Oh, so it looks a OAR issue. Anyhow if the latter works, the following should work as well:
List<String> getSubmitCommandLine(TaskRun task, Path scriptFile ) {
return [ 'oarsub', '-S', "./${scriptFile.getName()}" ]
}
(the name is specified with a directive in the script, therefore shouldn't be needed)
OK ! Seems to work, now I got some error relative to my poor adpation of my code on this new cluster.
Thank you a thousand times ! I cannot tell you right now it's working but it's definitely a great improvement. I'll tell you if I got some other problems or if everything is working in a few days I will do a pull request 👍
Thank you again.
Any progress on this?
I'm busy on a side project since the beginning of the week. I should go back on OAR next week :)
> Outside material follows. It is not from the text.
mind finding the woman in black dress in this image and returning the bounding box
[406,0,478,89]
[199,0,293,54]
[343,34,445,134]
Great! No hurry, just curious about the status of this.
Hello,
I'm back on OAR.
So the job is correctly scheduled, but nextflow is sending the OAR option as only one string, with the following syntaxe in my nextflow config file :
process {
executor='oar'
queue='default'
clusterOptions = '--project epimed' -l /core=16,walltime=00:30:00'
}
But OAR is expecting several string for each parameter. Could you tell me how to fix that ?
Thank you.
Push your code and link it here, please.
The clusterOptions
is added here.
As you can see it's added as it specified by user. What you need to do is to split that string in tokens and add each of them to the result
list.
To split that string use the splitter helper that takes care to keep together value enclosed within quote characters (however you need to verify that this will be compatible with the syntax expected by OAR).
Another option is to provide clusterOptions
as a List
object, therefore you can just it to the result
object.
Here we are,
I finally had some time to finalize this work. I did use the .tokenize()
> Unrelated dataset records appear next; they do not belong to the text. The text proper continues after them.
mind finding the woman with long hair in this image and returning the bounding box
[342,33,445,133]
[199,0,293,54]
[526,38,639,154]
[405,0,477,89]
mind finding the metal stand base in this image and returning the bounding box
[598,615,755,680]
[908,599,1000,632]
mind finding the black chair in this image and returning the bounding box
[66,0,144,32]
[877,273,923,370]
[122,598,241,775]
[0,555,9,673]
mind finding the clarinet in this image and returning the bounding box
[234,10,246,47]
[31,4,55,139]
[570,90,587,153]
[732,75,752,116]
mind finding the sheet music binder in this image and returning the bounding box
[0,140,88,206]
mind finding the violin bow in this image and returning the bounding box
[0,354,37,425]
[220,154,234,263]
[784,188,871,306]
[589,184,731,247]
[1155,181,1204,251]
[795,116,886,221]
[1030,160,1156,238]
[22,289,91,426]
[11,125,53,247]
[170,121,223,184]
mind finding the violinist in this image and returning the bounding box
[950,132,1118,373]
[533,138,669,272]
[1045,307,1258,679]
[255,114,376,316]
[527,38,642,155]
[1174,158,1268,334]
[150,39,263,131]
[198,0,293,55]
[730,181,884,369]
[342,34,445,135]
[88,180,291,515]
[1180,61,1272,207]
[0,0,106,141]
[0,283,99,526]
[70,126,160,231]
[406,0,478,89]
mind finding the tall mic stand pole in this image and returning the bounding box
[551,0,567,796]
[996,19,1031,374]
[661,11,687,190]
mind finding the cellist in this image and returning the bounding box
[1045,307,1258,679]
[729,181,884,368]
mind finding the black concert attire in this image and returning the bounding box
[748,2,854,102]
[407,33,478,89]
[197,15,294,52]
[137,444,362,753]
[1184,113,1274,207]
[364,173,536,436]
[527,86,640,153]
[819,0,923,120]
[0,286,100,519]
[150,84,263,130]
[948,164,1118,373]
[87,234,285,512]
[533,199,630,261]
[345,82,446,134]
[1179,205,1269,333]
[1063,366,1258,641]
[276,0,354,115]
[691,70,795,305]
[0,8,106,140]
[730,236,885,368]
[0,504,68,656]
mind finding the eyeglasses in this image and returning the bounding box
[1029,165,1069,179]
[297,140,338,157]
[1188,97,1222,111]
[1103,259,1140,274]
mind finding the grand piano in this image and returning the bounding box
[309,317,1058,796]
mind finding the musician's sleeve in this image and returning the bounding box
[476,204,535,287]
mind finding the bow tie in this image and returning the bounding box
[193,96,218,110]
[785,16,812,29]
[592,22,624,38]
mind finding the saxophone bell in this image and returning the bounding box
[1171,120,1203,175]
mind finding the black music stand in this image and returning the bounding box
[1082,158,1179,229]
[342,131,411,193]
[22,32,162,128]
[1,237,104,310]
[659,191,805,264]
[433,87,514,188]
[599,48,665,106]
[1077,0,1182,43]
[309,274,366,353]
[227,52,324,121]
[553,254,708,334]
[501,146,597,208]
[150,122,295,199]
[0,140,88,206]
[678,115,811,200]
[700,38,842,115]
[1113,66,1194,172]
function with a semicollon separator because the OAR syntax is quite complicated and the semicollon seems to be a "banned" character.
I removed some of the preexistent options, everything will be specified by ClusterOptions, it's more convenient for me.
Tell me if it seems ok for you (https://github.com/Tintest/nextflow/tree/OAR_executor).
I never did a pull request, which branch should I choose ? Thank you for your help.
Nice! quite easy, push the latest changes then in your GitHub fork page you will find a big button "create a new pull request", as simple as that.
Yes, quite easy indeed, but I can only select the Bzizou's nextflow fork. Is that ok ? And then he will have to do a pull request as well ?
Oh, that's because you have forked another fork, not the main project.
However when you open the pull request there's a combo box, select base fork: nextflow-io/nextflow
, base: master
.
Done !
Well, not sure to who you have send it :)
There isn't in the NF repos: https://github.com/nextflow-io/nextflow/pulls
It looks you have created it in your own fork https://github.com/Tintest/nextflow/pull/1
Should be ok now ... It was more difficult than expected because my branch was behind and I'm a github newbie :)
As for #766, I'm closing this because it looks stalled.
Hello,
as discussed by mail I would like to be able to use Nextflow with the OAR batch scheduler.
We made some change on the OAR_executor branch @bzizou, without any sucess. I hope you will be able to help us.
Thank you.